September 26, 2013 at 2:13 PM

Blogger KHAZAD said...

In regards to the attendance issues, there are several reasons why there was not a huge bump in attendance this year. There was a 6-22 stretch just prior to kids being out of school. The Royals were 23-32 and looked like the same old team at the beginning of prime family time. People were thinking "Same old Royals". Just when people were beginning to think there was a good chance, they lost 5 straight heading into the all star break, and when they went on a run after that, raising their playoff odds to a whopping 9%, they lost 10 out of 12 including 6 consecutive games at home. At that point it was nearly September, kids were back in school, and the Royals chances of making the playoffs wavered between 1% and 6% the rest of the way.

Despite the excitement of the die hards when we had a distant sniff of the playoffs down the stretch, many casual fans tuned them out in May, and then every time they started to gain interest again, the team peed down it's leg.

September 29, 2013 at 7:43 AM

Blogger Drew Milner said...

Actually, one of the main reason attendance didn't zoom: There were excess season tickets bought for 2012 in order to obtain All Star Game tickets, plus all the extra enthusiasm connected to the All Star Game. Also, typically attendance doesn't zoom until the year after the really successful year. Where is a new Rany column?

September 30, 2013 at 10:04 AM

Blogger Bobinkc said...

Wake up Rany. The season is over.

October 7, 2013 at 8:23 AM

Blogger Drew Milner said...

Rany, are you OK?

October 11, 2013 at 7:28 PM

Blogger David said...

Ready to end the sabbatical? Need a dose of year end thoughts and what to expect through the off season. Need my Rany fix....now!

October 13, 2013 at 10:21 AM

Blogger twm said...

If David Ortiz took Beltran out of the World Series I will never forgive him.

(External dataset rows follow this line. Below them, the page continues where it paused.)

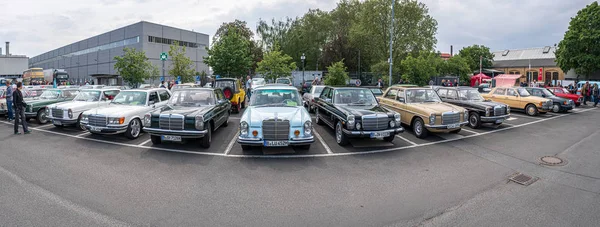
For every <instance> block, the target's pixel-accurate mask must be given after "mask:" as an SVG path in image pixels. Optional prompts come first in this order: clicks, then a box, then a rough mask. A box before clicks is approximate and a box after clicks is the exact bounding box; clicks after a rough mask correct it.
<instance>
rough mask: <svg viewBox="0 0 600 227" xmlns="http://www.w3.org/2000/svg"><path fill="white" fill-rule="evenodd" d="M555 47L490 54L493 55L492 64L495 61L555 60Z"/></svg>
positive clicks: (497, 52) (525, 49) (500, 51)
mask: <svg viewBox="0 0 600 227" xmlns="http://www.w3.org/2000/svg"><path fill="white" fill-rule="evenodd" d="M554 52H556V47H553V46H546V47H536V48H526V49H514V50H502V51H495V52H492V54H494V62H497V61H513V60H530V59H531V60H533V59H552V60H554V59H555V58H556V55H554Z"/></svg>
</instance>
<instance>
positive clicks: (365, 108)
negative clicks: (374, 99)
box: [337, 105, 390, 117]
mask: <svg viewBox="0 0 600 227" xmlns="http://www.w3.org/2000/svg"><path fill="white" fill-rule="evenodd" d="M337 107H338V108H339V109H340V110H342V111H345V112H346V114H348V115H350V114H352V115H354V116H355V117H362V116H364V115H371V114H381V113H384V114H388V113H390V111H388V110H386V109H384V108H383V107H381V106H379V105H369V106H347V105H338V106H337Z"/></svg>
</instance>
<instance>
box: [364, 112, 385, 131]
mask: <svg viewBox="0 0 600 227" xmlns="http://www.w3.org/2000/svg"><path fill="white" fill-rule="evenodd" d="M389 122H390V119H389V117H388V116H387V115H384V114H372V115H365V116H363V117H362V123H363V129H364V130H384V129H387V128H388V124H389Z"/></svg>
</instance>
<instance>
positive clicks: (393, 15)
mask: <svg viewBox="0 0 600 227" xmlns="http://www.w3.org/2000/svg"><path fill="white" fill-rule="evenodd" d="M395 1H396V0H392V14H391V16H390V18H391V21H390V23H391V26H390V59H389V61H390V79H389V81H388V84H389V86H390V87H391V86H392V65H393V64H394V63H393V62H394V61H393V57H392V42H393V35H394V3H395Z"/></svg>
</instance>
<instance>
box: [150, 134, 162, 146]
mask: <svg viewBox="0 0 600 227" xmlns="http://www.w3.org/2000/svg"><path fill="white" fill-rule="evenodd" d="M150 141H152V144H161V143H162V140H160V136H152V135H151V136H150Z"/></svg>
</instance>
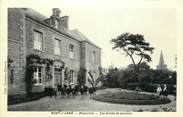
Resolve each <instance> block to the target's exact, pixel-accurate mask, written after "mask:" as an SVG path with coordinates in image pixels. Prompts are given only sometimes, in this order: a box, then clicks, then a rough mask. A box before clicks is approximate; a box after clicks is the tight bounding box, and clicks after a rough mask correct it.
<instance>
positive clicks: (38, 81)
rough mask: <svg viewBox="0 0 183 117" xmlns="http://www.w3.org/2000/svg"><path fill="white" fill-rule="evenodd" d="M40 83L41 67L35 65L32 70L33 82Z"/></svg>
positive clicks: (37, 84) (41, 70)
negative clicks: (33, 76)
mask: <svg viewBox="0 0 183 117" xmlns="http://www.w3.org/2000/svg"><path fill="white" fill-rule="evenodd" d="M42 83H43V74H42V67H36V68H35V71H34V84H35V85H42Z"/></svg>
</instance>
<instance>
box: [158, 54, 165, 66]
mask: <svg viewBox="0 0 183 117" xmlns="http://www.w3.org/2000/svg"><path fill="white" fill-rule="evenodd" d="M159 65H164V58H163V52H162V51H161V54H160V60H159Z"/></svg>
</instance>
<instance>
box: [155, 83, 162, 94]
mask: <svg viewBox="0 0 183 117" xmlns="http://www.w3.org/2000/svg"><path fill="white" fill-rule="evenodd" d="M156 92H157V93H158V95H159V96H160V95H161V92H162V88H161V86H160V85H158V86H157V89H156Z"/></svg>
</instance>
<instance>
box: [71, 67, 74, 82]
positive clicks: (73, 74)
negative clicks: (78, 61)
mask: <svg viewBox="0 0 183 117" xmlns="http://www.w3.org/2000/svg"><path fill="white" fill-rule="evenodd" d="M70 76H71V77H70V83H74V70H70Z"/></svg>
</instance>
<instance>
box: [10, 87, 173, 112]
mask: <svg viewBox="0 0 183 117" xmlns="http://www.w3.org/2000/svg"><path fill="white" fill-rule="evenodd" d="M114 91H120V90H118V89H105V90H103V91H98V92H96V93H97V94H99V93H101V92H114ZM168 98H170V99H171V103H168V104H162V105H124V104H112V103H105V102H99V101H95V100H93V99H91V97H90V96H89V95H87V96H81V95H78V96H76V97H61V96H57V97H52V98H50V97H44V98H41V99H39V100H36V101H31V102H26V103H21V104H15V105H9V106H8V111H122V112H137V111H160V112H162V111H176V100H175V97H174V96H168Z"/></svg>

And I like Ortiz quite a bit.

October 23, 2013 at 9:18 PM

Blogger Mark said...

Okay, Rany, vacation's over. Even as we watch the World Series, we can start the hot stove league.

I do not get your fascination with Carlos Beltran. He can hit, but he's 37 and injury prone, and his defense is Francouer-esque. I say put together a serious package headed by the resurgent Luke Hochevar and several other pitchers to the Angels for Kendrick and Trumbo. I'd be reluctant to trade Ventura, Zimmer, Duffy or Smith, but I'd be willing to include one of them at least, along with Herrera or Paulino or some other relievers.

Then the only hole is the number two starter, who I hope will not be named Guthrie. Could Phil Hughes be the Ervin Santana of 2014?